Is it correct to say that a loop is null homotopic iff it can be contained in a single (simply connected) chart? That is, for a loop $\gamma(t)$ based at $p$, there's a chart $(\phi, U)$ such that $U$ is simply connected and $\gamma$ is within the domain of $\phi$.
It seems like a reasonable enough assumption, since the contraction of $\gamma$ to a point, and possibly slight deformations of the surface generated to be the correct number of dimensions, would be homeomorphic to a ball, but I am not quite sure how to prove this.

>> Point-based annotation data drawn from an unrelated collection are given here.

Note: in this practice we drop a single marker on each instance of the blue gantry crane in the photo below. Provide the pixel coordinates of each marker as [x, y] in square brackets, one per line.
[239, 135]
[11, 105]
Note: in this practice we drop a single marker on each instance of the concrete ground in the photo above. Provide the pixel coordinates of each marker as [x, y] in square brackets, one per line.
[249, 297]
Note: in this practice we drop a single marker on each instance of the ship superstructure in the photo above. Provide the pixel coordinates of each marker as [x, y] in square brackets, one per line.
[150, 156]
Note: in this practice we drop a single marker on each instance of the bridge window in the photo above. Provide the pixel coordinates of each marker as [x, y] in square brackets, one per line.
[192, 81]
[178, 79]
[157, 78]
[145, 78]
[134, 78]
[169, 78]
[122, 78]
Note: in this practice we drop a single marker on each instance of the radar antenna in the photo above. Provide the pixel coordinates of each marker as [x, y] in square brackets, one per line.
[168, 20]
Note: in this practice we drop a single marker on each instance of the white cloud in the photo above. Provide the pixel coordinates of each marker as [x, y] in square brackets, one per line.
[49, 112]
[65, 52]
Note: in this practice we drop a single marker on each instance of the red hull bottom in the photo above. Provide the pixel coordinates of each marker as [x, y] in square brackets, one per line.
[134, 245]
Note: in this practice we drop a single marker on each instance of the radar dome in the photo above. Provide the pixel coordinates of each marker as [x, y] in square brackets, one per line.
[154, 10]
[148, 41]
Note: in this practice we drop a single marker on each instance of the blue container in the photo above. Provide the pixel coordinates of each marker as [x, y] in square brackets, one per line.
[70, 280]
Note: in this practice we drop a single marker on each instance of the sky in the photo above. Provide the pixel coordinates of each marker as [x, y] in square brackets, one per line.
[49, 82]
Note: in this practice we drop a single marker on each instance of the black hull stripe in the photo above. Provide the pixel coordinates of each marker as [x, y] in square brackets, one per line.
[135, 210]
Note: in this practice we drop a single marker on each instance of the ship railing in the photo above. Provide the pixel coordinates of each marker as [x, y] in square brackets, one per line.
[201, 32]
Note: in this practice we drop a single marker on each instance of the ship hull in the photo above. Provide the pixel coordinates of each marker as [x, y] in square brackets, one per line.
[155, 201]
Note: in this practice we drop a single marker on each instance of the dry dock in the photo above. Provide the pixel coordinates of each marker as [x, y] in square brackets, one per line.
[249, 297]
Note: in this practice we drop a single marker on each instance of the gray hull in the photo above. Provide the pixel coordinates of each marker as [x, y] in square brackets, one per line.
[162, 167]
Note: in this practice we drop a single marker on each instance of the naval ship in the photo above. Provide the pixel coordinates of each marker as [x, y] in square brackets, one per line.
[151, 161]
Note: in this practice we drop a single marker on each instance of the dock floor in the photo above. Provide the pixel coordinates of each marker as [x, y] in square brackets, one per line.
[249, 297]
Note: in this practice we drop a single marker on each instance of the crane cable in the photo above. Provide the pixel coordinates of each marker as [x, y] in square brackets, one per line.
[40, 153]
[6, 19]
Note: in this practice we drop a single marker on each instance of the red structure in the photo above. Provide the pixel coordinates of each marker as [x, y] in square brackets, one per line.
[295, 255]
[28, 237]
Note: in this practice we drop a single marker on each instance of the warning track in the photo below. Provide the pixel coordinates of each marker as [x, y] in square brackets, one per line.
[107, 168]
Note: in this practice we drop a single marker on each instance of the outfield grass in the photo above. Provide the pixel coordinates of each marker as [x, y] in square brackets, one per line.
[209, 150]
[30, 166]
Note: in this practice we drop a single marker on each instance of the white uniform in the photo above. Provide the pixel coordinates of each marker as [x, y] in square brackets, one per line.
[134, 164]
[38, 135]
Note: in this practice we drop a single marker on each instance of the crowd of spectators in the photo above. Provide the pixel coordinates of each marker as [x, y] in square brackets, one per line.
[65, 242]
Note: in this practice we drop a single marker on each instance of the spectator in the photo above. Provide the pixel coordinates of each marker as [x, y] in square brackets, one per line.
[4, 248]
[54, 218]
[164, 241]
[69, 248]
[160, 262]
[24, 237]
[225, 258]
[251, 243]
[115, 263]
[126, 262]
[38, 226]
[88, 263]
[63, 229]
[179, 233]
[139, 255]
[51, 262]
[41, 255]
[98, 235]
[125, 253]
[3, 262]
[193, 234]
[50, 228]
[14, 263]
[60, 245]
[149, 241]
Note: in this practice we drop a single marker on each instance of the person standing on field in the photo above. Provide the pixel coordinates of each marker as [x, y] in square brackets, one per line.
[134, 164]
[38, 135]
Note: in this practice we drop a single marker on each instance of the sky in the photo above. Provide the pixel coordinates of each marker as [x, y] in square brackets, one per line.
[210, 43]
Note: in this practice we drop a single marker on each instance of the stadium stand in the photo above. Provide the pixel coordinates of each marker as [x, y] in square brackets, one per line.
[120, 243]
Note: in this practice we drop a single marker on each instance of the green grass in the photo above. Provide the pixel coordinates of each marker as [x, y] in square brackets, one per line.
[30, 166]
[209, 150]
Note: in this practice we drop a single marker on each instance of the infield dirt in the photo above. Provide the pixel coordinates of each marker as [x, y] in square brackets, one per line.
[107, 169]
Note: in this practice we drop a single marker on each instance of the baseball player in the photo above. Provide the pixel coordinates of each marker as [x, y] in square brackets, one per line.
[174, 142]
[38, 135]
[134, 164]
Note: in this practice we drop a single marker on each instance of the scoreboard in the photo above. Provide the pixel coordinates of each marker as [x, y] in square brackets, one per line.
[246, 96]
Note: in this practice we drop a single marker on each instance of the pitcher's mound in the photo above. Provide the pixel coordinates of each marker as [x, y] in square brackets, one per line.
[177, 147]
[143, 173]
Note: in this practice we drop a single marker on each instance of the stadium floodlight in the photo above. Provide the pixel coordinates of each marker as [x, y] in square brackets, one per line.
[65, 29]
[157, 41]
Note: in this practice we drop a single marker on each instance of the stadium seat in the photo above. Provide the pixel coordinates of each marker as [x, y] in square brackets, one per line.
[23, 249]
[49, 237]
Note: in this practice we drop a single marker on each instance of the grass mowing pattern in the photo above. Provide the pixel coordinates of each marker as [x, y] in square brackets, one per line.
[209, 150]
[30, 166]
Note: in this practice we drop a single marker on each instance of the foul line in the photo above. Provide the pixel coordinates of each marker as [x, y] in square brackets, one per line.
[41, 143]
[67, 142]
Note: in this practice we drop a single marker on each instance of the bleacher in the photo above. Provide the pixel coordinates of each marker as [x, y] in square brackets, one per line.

The statement a loop is null-homotopic iff it is contained in a simply-connected chart is wrong. For example consider the following loop $\gamma(t) = e^{it}$ if $0 \leq t \leq 2 \pi$ and $\gamma(t) = e^{-it}$ if $2\pi \leq t \leq 4 \pi$. This loop is covering all $S^1$ but is not contained in a single chart since $S^1$ can't be homeomorphic to $\mathbb R^1$. It is clearly null-homotopic since by definition this is $a - a = 0$ where $a$ is the positive generator of $\pi_1(S^1)$.
The statement a loop is null-homotopic iff it is homotopic to a loop contained in a simply-connected chart is true but a bit tautological : by hypothesis the loop is homotopic to the constant loop which is certainly contained in a simply-connected chart.